どんなに殺傷能力の高い銃も、弾が切れればただの鉄筒。人間を蜂の巣状にもできるはずだったそれは、もはや何の脅威でもない。役立たずになった重機関銃を放って北へと逃走する極東兵を執拗に追う亮は、セシルの言っていた意味が漸くわかったような気になっていた。


 以前からずっと歩兵の、とくに白兵戦の意味について雄弁に語っていた理由はこれか。強力な武器に生身の人間が敵うはずないと高を括っていたが、実際その状況にならなければわからないものだ。そう冷静に考えながら、半泣き状態の極東兵を追い続けた。
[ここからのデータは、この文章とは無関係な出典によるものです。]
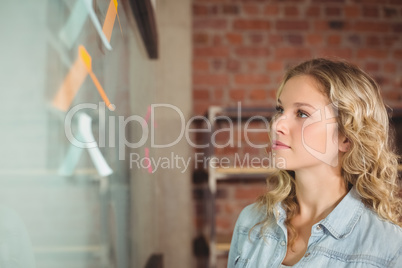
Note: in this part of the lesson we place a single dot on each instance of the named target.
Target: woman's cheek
(314, 138)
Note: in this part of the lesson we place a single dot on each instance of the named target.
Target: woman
(335, 202)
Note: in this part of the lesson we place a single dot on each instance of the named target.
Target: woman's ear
(344, 144)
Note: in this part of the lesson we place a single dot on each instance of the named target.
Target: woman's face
(304, 131)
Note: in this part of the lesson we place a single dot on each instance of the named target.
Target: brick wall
(242, 48)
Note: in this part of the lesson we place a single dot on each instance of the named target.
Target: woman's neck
(318, 192)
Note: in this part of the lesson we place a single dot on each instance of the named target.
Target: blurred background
(97, 207)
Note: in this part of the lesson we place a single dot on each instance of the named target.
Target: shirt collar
(341, 221)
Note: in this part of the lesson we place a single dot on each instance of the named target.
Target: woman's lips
(279, 145)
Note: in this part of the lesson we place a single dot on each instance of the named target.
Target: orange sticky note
(70, 86)
(85, 57)
(109, 19)
(74, 79)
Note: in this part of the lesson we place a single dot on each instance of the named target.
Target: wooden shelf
(244, 171)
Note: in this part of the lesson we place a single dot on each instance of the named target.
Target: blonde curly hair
(370, 164)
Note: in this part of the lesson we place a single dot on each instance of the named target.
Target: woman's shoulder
(251, 215)
(372, 222)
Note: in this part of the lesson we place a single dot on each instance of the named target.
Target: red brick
(204, 10)
(211, 52)
(332, 11)
(200, 10)
(398, 54)
(210, 79)
(351, 11)
(390, 12)
(274, 66)
(200, 39)
(370, 26)
(217, 64)
(218, 94)
(314, 11)
(201, 94)
(366, 53)
(271, 10)
(200, 65)
(292, 53)
(233, 66)
(258, 94)
(373, 40)
(234, 39)
(289, 25)
(343, 53)
(251, 79)
(321, 25)
(237, 94)
(252, 66)
(214, 24)
(217, 40)
(275, 39)
(251, 9)
(390, 40)
(295, 39)
(334, 39)
(241, 24)
(291, 11)
(314, 39)
(252, 51)
(372, 11)
(231, 9)
(256, 38)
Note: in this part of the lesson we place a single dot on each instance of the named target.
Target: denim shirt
(352, 235)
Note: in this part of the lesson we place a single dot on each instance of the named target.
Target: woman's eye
(279, 110)
(302, 114)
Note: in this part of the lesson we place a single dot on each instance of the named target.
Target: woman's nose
(279, 125)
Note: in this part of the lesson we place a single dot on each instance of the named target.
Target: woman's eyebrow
(299, 104)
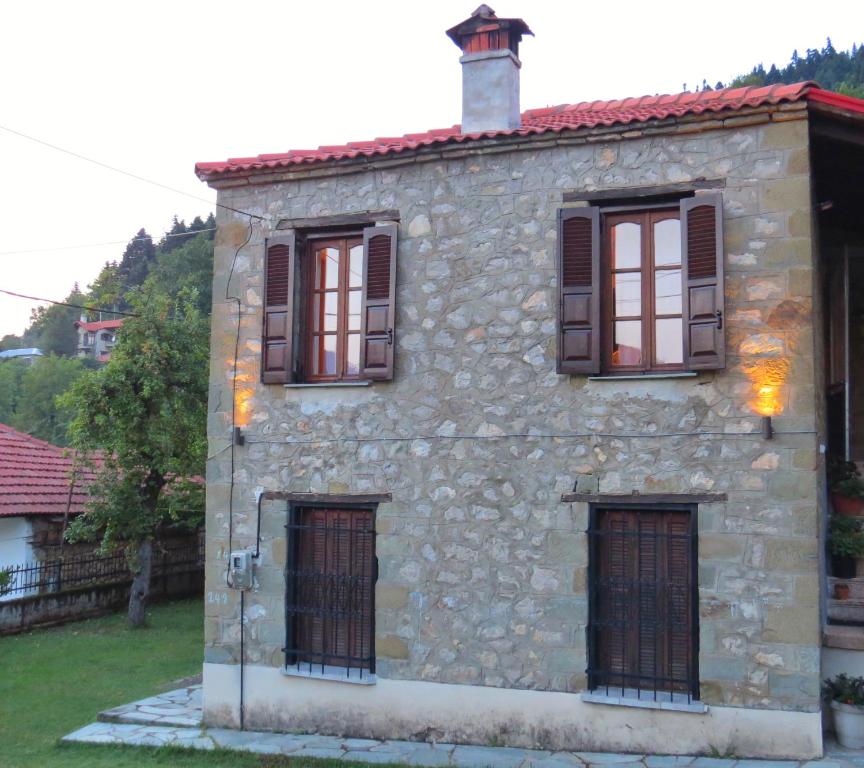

 戦場で鍛え上げられた脚力をもってあっという間に距離を詰め、地面の凹凸に足を取られて失速したのを機に首根っこを引っ掴んだ。ごろんとあっけなく転がった兵士の顔は思いの外幼かったが、だからといって情けをかけるつもりは全く無い。俺は、極東軍を壊滅させるのだ……。惚けているかのような目をじっと見ながら、振りかざした切っ先を首に深く突き刺した。



 ごぼごぼと血を吐いて、苦しそうに藻掻いた後に絶命する様を見届けた亮は、妙な違和感を覚えて空を見上げた。二機あったはずの極東機のうち一機の姿が見当たらなかったが、違和の原因はそこではない。空の雰囲気が悪くなったような気がするというか、激しさを増したというか。上陸当初よりも格段に速度も威力も上がっており、本当にもう、その本体が人間だと思えなかった。



――開発室は、峯風さんはいったい何を……?



 自分に与えられた情報よりも遥かに人間離れしてしまっているそれを見た亮は、およそ一年ぶりの絶望を感じていた。しかし、嘆いたところで化物になった彼らは元には戻らないだろう。企画書を見る限りではそうだった。



「……俺はこの地上で、出来るだけのことをする」



 空ばかり見ていたって、俺はそこに行けないのだから意味が無い。亮は地を見下して目を閉じ、一息ついて強引に気持ちを切り替えた。さあ次の相手はどれだ。ぐるりと周囲を見渡したが、そこは既に死屍累々の地獄絵図で生前者が見当たらない。


 このまま極東本拠地に攻め込むか……とそのまま北へ歩を進めようとしたところで、小高い丘の上に人影を見た。ヘルメットを取った栗毛には覚えがある。亮は北上を中断し、悲壮感漂う背中へ向けて東方へと駆けた。